Protests and Progress: How Action Inspires Change

It’s impossible to tune into the news right now without hearing about the thousands of people across the country who are demonstrating. On so many levels, this is a good thing.

By now, you’ve undoubtedly heard about the grand jury decisions—one in Missouri, the other in New York—not to indict two white police officers in the deaths of two unarmed black men. We could go on for days discussing every tiny bit of information about both cases, but for a moment, let’s focus on the reaction: protests. People have channeled their disbelief, anger, frustration and fear into action.

Action is a powerful antidote to fear, and it’s an essential component of behavior change. When we listen to the news, we take in a lot of scary information. From climate change and terrorism to racism and poverty, we can easily become overwhelmed and paralyzed by problems too big for any one of us to solve on our own. As a result, many people shut down or deny the problems exist altogether.

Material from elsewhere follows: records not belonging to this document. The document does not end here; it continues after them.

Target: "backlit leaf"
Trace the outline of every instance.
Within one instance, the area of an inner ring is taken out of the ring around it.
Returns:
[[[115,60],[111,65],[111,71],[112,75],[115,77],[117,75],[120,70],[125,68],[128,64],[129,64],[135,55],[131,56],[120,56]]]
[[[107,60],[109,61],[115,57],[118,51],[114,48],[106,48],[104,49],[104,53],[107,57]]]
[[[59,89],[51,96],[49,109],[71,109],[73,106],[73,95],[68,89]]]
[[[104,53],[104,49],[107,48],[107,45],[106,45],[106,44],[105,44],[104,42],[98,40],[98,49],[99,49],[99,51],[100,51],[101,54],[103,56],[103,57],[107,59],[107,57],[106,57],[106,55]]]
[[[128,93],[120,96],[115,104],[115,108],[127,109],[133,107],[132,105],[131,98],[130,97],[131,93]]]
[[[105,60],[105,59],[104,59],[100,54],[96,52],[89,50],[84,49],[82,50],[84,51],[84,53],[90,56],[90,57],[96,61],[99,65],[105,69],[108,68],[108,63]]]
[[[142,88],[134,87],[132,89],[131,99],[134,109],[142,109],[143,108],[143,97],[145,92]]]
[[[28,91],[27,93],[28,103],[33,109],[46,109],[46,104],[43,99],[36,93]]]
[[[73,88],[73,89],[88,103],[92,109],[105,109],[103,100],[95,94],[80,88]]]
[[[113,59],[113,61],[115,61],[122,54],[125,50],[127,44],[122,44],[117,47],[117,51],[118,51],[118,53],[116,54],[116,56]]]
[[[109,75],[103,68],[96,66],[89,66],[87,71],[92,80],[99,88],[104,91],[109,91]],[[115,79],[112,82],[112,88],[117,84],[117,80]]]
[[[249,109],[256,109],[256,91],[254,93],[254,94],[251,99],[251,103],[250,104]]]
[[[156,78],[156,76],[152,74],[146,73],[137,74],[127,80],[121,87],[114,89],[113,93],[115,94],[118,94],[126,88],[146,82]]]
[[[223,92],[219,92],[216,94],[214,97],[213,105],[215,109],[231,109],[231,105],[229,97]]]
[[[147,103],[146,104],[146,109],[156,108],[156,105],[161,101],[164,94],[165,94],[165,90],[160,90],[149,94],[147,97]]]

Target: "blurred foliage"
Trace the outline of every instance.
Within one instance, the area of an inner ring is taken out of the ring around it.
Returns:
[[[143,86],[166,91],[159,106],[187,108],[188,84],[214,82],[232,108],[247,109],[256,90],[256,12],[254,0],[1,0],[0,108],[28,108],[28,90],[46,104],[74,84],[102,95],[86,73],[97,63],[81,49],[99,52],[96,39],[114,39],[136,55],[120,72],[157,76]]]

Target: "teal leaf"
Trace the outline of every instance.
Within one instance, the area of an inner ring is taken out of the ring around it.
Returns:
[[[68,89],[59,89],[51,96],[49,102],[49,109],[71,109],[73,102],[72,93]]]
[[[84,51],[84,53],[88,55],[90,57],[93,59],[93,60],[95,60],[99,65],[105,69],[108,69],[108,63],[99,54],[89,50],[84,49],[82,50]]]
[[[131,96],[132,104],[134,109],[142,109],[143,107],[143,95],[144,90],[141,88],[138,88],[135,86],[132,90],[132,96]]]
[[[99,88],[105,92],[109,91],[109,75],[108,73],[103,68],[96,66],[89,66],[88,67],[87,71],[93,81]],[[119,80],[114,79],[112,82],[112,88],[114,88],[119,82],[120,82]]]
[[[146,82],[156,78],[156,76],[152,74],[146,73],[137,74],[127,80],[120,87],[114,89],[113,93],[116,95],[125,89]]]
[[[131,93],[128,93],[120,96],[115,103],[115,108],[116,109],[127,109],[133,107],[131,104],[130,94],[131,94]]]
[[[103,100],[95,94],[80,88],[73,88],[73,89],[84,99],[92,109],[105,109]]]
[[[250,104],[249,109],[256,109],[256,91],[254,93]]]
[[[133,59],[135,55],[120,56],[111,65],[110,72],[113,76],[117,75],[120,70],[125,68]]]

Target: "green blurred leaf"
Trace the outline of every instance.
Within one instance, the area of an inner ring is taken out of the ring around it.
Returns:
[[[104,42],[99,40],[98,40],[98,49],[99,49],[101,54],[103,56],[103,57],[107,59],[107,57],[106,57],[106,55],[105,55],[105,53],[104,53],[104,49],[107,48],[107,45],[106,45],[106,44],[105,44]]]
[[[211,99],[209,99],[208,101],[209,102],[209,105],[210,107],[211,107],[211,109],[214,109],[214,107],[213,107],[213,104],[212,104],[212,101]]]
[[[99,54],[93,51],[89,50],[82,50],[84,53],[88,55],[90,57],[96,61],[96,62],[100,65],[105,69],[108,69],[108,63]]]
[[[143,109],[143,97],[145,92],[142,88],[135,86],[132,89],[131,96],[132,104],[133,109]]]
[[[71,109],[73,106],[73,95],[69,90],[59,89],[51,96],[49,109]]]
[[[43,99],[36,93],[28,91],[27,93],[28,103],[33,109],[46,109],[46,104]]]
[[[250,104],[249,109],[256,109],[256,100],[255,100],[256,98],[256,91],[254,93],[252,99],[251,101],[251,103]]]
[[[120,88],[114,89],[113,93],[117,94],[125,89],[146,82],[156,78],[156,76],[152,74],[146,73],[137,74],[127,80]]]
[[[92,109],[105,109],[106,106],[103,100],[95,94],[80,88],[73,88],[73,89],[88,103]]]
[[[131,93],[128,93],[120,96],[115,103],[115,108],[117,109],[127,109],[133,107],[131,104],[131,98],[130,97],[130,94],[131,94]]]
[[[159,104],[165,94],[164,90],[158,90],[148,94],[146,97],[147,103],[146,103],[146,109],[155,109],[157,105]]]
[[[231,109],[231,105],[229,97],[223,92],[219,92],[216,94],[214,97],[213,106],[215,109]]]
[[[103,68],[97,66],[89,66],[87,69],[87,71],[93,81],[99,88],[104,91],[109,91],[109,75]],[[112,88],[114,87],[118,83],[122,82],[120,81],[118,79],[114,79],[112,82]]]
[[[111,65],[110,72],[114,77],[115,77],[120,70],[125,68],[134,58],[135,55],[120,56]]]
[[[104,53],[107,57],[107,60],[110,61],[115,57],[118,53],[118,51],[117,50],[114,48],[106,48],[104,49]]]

But when highly fearful information is coupled with a plan of action, suddenly we have a way to alleviate the sense of danger. Empowerment replaces denial and hope overtakes desperation. We’ve seen this time and again in community-based social marketing campaigns.

Say I created a recycling campaign that informed people that every day the US generates enough trash to fill 63,000 garbage trucks, and left it at that. It’s a pretty staggering fact and it would likely cause shock, fear for the future, powerlessness and ultimately shut down. But if I also told them how they could reduce their trash by drinking from reusable cups, recycling everything possible and starting a compost pile, I would give them something to do. And that action has the power to overcome the fear and helplessness and create lasting behavior change.

The grand jury decisions are a lot like the 63,000 garbage trucks full of trash for many people. The peaceful protests and demonstrations (not the looting kind) are inspiring, because people have joined forces to confront their fear and plant the seeds for real change.